When they reached the milk machine by the dairy Chris found that he had nothing but pennies and a fifty-penny piece. The machine would take nothing but fivepenny pieces.
"We could get change at the youth club," said Arabel. "It would be silly to go back without any milk now we've come so far."
They walked toward the youth club. There was an arcade leading up to it, with fruit machines on each side. Arabel had a penny of her own, so she put it in one of the fruit machines. Some little red balls lighted up and rushed about and clanked and shot through holes and bounced on levers and all of a sudden a whole shower of pennies and fivepenny pieces and tenpenny and fiftypenny pieces shot out into the metal cup on the machine's front and a big sign lighted up that said, "You are the winner. You are the next best thing to a millionaire! Why not have another go?"
Mortimer was amazed. As it happened, he had been looking that way, through the hole in the trumpet, when all this happened.
"Now we don't need to change your fiftypenny piece, which is good," said Arabel. "We can go back to the milk machine."
So they turned around. Several people had noticed Arabel winning the money, because the machine made such a commotion. A couple of men looked at Mortimer. Nothing could be seen of him but his stomach, the tips of his wings, and his two feet sticking out.
The men got into a Citroen car, which was parked illegally just outside, and followed along the street.
Chris put a fivepenny piece in the slot of the milk-vending machine. Wheels whirred and levers went up and down inside; presently a carton of milk came thumping down into the space in the middle.

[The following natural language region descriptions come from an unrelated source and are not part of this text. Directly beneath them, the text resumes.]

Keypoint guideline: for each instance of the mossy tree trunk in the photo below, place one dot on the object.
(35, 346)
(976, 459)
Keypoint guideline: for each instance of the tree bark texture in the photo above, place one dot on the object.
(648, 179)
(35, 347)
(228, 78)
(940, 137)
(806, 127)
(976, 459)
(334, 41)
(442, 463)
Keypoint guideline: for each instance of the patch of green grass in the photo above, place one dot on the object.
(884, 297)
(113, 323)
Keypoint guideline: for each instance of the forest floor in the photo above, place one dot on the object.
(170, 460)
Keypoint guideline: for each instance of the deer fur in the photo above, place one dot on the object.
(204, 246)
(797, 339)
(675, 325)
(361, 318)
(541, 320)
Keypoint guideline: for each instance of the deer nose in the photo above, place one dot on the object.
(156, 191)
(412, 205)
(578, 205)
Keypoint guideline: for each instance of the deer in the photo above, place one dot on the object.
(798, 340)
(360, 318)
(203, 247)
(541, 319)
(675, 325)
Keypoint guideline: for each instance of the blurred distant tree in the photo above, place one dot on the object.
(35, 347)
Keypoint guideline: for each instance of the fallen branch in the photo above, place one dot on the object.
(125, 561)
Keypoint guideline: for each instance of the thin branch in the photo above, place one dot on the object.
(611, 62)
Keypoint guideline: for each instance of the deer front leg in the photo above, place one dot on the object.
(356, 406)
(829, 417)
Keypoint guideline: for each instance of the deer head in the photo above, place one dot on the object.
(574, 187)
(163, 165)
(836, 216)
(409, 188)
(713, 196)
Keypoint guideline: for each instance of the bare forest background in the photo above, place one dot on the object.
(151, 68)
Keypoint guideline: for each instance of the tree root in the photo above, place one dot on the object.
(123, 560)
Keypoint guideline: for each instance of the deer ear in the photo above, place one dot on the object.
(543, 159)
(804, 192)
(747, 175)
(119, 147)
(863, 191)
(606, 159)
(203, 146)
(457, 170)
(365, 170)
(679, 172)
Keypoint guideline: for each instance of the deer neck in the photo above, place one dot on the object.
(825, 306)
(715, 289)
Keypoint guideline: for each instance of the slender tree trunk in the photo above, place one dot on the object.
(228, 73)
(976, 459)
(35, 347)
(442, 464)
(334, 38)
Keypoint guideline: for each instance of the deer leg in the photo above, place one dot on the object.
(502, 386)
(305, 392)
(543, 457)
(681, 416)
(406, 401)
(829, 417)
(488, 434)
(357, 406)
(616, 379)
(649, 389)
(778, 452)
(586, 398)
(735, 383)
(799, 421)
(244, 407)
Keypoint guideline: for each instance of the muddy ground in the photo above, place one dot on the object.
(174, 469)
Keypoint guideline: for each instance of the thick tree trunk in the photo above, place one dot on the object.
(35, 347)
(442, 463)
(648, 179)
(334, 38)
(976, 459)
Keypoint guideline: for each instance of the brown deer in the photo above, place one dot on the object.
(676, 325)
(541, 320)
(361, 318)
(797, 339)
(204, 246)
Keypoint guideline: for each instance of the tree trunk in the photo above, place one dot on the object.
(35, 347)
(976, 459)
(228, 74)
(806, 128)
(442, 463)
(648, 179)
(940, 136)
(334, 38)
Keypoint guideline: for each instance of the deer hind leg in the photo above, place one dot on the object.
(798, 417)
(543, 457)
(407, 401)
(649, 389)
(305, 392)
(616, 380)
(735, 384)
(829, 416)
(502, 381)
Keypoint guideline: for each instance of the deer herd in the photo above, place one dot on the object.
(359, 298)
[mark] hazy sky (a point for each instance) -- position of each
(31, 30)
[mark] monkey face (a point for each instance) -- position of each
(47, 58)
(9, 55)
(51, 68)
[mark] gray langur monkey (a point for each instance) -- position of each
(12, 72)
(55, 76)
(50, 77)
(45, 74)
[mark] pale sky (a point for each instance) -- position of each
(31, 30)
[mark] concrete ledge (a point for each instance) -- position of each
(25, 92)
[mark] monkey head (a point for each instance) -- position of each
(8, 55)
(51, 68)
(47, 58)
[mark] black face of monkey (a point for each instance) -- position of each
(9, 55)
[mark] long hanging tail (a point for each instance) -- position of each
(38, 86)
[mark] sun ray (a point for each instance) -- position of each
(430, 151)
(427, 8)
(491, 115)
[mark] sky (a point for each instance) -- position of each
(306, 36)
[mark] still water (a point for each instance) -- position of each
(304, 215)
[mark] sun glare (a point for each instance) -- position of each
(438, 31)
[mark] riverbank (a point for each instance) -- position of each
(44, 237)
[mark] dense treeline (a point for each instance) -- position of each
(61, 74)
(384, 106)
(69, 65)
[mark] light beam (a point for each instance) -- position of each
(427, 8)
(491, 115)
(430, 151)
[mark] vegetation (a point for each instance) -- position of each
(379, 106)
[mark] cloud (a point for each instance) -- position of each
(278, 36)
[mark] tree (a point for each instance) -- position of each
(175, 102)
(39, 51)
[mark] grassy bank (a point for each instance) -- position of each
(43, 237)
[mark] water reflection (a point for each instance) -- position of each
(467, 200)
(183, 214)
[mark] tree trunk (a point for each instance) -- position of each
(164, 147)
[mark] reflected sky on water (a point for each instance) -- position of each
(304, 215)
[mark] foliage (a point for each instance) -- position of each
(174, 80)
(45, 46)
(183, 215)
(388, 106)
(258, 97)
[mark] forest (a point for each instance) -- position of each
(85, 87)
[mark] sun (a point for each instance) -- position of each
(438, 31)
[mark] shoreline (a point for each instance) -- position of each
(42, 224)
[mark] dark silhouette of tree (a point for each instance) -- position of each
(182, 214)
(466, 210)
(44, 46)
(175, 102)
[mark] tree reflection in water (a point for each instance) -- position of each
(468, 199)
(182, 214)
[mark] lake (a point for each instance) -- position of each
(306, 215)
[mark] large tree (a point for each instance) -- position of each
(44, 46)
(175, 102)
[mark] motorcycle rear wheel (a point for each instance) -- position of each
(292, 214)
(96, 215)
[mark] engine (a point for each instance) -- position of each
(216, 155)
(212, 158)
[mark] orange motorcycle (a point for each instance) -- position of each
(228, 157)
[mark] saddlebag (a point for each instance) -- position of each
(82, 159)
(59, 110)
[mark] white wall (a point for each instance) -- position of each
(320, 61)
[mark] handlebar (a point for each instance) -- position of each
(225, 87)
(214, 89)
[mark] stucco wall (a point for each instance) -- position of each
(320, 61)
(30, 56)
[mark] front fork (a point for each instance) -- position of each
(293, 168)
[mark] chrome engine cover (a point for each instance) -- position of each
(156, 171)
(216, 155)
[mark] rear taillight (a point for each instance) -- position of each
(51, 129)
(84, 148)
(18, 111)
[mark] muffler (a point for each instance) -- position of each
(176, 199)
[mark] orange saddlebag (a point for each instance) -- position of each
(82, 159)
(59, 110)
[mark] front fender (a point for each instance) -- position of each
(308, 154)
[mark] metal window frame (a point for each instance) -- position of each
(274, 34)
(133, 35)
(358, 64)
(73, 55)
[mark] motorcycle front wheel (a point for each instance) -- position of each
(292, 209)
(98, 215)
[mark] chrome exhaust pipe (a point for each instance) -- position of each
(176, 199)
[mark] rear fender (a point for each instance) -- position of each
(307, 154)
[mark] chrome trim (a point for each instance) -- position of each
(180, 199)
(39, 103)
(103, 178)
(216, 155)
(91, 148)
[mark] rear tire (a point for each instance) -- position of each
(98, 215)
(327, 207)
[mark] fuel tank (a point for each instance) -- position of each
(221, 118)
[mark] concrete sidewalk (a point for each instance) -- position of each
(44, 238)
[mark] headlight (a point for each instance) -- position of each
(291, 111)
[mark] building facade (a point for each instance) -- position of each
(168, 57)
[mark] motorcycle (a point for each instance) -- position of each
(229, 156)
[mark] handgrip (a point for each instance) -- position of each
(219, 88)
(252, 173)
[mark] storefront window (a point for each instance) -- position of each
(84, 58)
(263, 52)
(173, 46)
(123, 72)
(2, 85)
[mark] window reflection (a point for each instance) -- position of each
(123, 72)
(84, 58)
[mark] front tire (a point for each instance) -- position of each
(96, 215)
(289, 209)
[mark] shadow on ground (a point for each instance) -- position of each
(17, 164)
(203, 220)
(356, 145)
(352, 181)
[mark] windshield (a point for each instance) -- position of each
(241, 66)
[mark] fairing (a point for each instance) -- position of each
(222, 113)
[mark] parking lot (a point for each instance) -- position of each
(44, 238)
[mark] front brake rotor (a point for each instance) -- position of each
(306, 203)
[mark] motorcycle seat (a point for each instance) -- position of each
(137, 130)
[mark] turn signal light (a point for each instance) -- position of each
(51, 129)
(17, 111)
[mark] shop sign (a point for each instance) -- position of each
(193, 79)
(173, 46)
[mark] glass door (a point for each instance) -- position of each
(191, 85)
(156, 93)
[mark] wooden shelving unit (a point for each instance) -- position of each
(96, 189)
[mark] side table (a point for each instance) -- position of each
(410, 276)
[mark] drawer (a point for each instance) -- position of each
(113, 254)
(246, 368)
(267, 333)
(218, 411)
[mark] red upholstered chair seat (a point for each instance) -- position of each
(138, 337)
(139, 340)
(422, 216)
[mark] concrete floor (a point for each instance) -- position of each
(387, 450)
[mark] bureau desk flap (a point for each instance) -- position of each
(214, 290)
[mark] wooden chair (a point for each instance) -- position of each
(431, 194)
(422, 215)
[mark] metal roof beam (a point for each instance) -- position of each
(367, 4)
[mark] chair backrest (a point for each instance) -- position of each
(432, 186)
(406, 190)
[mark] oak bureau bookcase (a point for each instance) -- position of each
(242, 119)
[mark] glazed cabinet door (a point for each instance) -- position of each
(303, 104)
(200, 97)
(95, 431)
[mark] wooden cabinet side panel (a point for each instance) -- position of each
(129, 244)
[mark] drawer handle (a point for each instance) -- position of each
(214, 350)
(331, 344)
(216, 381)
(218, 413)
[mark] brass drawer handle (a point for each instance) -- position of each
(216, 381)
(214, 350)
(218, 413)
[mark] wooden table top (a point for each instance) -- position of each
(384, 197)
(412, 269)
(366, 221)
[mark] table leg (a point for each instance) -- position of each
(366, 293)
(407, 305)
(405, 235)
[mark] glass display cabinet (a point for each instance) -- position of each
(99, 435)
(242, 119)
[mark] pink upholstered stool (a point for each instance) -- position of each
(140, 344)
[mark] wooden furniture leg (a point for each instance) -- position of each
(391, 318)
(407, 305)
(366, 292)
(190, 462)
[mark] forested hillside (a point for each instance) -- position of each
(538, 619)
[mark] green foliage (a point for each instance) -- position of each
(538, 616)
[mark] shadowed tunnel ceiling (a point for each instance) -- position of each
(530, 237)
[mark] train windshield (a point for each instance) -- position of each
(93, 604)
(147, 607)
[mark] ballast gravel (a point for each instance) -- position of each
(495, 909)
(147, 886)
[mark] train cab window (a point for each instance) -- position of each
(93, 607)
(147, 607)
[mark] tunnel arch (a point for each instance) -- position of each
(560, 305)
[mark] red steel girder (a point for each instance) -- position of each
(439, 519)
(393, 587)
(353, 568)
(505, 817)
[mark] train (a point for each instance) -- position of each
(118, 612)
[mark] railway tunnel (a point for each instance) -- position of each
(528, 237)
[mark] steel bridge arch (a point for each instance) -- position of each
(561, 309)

This time Mortimer had been watching very intently through his hole. When the carton of milk came into view he said "Kaark!" several times and began to jump up and down, trumpet and all.
"I think he'd like you to put in another fivepenny piece," Arabel said.
This time when Chris put in the coin for some reason the machine went wild and shot out six cartons of milk.
"My goodness," said Arabel. "We haven't paid for all that. You'd better put in five more fivepenny pieces."
"I don't know," said Chris. "It isn't our fault if the machine goes crazy."
"We can easily afford to. We've got ten pounds and forty-three pence. I've been counting."
So Chris put in five more coins. Nothing happened. The milk machine was tired out.
While Chris and Arabel were piling the seven cartons of milk in the red wagon beside Mortimer, one of the two men in the Citroen car (which was now parked a little way off) whispered to the other, "Reckon that's him all right, Bill, don't you?"
The other man nodded.
"The boss is going to be pretty pleased about this, hey, Sid? We'll snatch him back farther along, where it's quiet."
"Guess they've got him in that trumpet for a disguise."
"Loopy sort of disguise," muttered Bill, letting off the hand brake and letting the car roll slowly along the street.
Arabel, Chris, and Mortimer were now on their way home. But Mortimer did not want to go home just yet. He had never seen automatic machines before; he thought they were the most interesting things he had ever come across, and he wanted to know all about them.